Compiler is the translator between human readable high level language and the computer readable low level languages, it translate the a program from a source language into a target language. Why do we need compiler? Because for human beings, programming in a machine language, such as assembly is highly inefficient and time consuming.

Different compiler does the translation differently, for example, Java complier compile Java into a JVM byte code that stored in the class file, while a C compiler compile C language into an executable file. However, they all follow similar process and are designed based on the similar principles. Understanding how compiler works is an important steps for us to understand how programming languages are design, and how are they compiled into executable code.
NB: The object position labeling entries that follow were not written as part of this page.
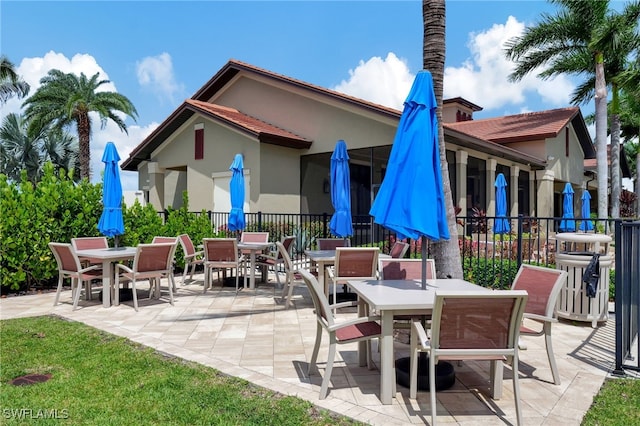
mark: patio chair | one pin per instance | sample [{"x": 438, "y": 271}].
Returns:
[
  {"x": 252, "y": 237},
  {"x": 221, "y": 253},
  {"x": 470, "y": 325},
  {"x": 293, "y": 277},
  {"x": 544, "y": 286},
  {"x": 354, "y": 263},
  {"x": 174, "y": 240},
  {"x": 275, "y": 260},
  {"x": 399, "y": 249},
  {"x": 152, "y": 262},
  {"x": 88, "y": 243},
  {"x": 406, "y": 269},
  {"x": 192, "y": 258},
  {"x": 69, "y": 267},
  {"x": 351, "y": 331}
]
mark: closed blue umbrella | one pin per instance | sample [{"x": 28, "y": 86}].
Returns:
[
  {"x": 411, "y": 198},
  {"x": 236, "y": 187},
  {"x": 111, "y": 223},
  {"x": 586, "y": 224},
  {"x": 567, "y": 225},
  {"x": 502, "y": 223},
  {"x": 340, "y": 224}
]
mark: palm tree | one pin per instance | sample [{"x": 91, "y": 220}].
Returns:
[
  {"x": 63, "y": 100},
  {"x": 445, "y": 253},
  {"x": 578, "y": 41},
  {"x": 10, "y": 83},
  {"x": 23, "y": 147}
]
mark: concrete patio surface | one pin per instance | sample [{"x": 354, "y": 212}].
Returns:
[{"x": 251, "y": 335}]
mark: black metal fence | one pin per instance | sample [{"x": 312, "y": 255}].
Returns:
[{"x": 627, "y": 282}]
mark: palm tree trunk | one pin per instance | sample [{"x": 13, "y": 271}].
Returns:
[
  {"x": 445, "y": 253},
  {"x": 601, "y": 137},
  {"x": 84, "y": 150}
]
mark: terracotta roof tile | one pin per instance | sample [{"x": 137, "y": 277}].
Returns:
[{"x": 517, "y": 128}]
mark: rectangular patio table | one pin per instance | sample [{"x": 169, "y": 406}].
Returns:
[
  {"x": 405, "y": 297},
  {"x": 109, "y": 257},
  {"x": 253, "y": 248}
]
A compiler usually has three major components: a front-end component, a middle component, and of course, a back-end component. We will start from the front-end component, which mainly including the scanner, the parser, and the semantic analysis modules.

  • Scanner

A scanner is also called a tokenizer. As indicated by the name, it reads the source file and generates the tex into a stream of known objects, called token. And the token will be send to the Parser for parsing. There are different elements on the coding text, say variables, operators, operands, strings, the lexical analysis is to identify their types.
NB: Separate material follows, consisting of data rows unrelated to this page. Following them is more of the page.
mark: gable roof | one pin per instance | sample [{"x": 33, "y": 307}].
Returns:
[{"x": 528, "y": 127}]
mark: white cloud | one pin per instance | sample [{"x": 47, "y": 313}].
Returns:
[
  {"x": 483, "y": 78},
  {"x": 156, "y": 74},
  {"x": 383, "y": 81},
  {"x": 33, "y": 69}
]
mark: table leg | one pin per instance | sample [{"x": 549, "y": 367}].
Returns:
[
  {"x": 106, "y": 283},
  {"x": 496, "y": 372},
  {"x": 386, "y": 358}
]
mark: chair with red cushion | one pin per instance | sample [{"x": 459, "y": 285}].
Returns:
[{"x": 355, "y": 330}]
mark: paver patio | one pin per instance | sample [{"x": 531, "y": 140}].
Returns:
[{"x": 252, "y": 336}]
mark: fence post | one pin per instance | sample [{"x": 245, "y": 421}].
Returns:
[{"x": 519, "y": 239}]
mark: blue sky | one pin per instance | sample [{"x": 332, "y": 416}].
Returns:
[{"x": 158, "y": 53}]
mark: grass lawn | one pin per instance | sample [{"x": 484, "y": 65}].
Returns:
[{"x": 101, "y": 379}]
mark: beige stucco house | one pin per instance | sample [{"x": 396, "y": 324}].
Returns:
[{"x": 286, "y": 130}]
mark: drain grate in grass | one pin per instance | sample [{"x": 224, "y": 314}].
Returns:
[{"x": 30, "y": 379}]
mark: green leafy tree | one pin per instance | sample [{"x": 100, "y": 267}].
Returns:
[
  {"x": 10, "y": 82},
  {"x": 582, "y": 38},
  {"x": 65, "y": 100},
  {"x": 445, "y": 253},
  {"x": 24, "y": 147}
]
In the lexical analysis, the parser reads one character at a time, remove the white space and comments from the text, then form the <token-type, value> tuple. For example, <type: Operator, value: +>, <type: Var, value: numberOfDays>. In this phase, parser will check whether the token is legal string. The definition of legal string is usually based on regular expression, which we will discuss in the future.

  • Parser

A parser translates the code to rules of grammar, it build the representation of the code. The following is a simple set of grammar rules:

expression = atom   | list
atom       = number | symbol    
number     = [+-]?['0'-'9']+
symbol     = ['A'-'Z']['A'-'Z''0'-'9'].*
list       = '(', expression*, ')'

When the parser receives the token stream from the scanner, it tries to match the token with the rules on the grammar set. If it is a number, then checking if the number is valid, if it is an expression, checking whether it is an atom expression or a list expression. The low level grammars can be combined and composed into high level grammars.

  • Syntax and Semantic Analysis

The parser will do two types of analysis: syntax analysis, semantic analysis. The difference is subtle: the syntax analysis checks whether or not the sentence is valid, while while semantic refers to the meaning of the sentence. For example:

int x;
print("%d", x)

This example is syntax valid, but semantic invalid. In semantic check, the parser understands the semantic by triggering a set of semantic actions. For example, compiler will maintain a symbol tables to track the scope and status of the variable. When the parser first see the variable, it enter the values and scope into symbol table, when it sees the variable in use, it will check if it has been defined and in the correct scope, otherwise it will throw error. The variable saving and checking is one of a semantic actions. There are more of such actions.